This disc follows on from Riccardo Chailly's enthusiastically received and award-winning cycle of the Brahms symphonies (review). It was inevitable that Chailly and the Leipzig Gewandhaus players — who seem to have abandoned their geographical prefix — would turn their attention to the two earlier serenades, symphonic in scale if not in manner. An informative booklet note by Peter Korfmacher (in three languages) makes expansive claims for these largely charming works, although a bizarre misunderstanding in the English translation seems to apply his description of them as “work[s] that did not succeed in entering the canon” to the Haydn Variations rather than the serenades themselves.

Korfmacher draws attention to the marking Allegro molto for the opening movement of the First Serenade, and quotes Chailly as observing that the music can drag at a slower tempo. He cites Boult — whose Brahms cycle despite certain eccentricities remains a model – he was after all a pupil of Nikisch — as a precedent. In fact Chailly is not conspicuously faster than István Kertesz, whose first movement clocks in at only one minute longer and who conducted the premičre stereo recordings of the two serenades as recently as the late 1960s. At the time the Stereo Record Guide commented on the neglect accorded to these scores. These new performances under Chailly, superbly recorded, make their continued relegation to the fringes of the repertoire even more inexplicable.
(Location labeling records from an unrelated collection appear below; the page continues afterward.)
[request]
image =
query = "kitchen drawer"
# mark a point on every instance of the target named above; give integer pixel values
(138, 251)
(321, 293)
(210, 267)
We are told that Chailly has reduced the orchestral forces of the orchestra for these recordings. This is presumably over and above the composer’s own omission of the violins from the Second Serenade. That said, the internal balance of the orchestra is magnificent, with characterful woodwind playing throughout as in the ‘minuet’ movement of the First Serenade (track 4). There is no shortage of power and vigour either and the forthright delivery of the rondo finale (track 6) is properly energetic.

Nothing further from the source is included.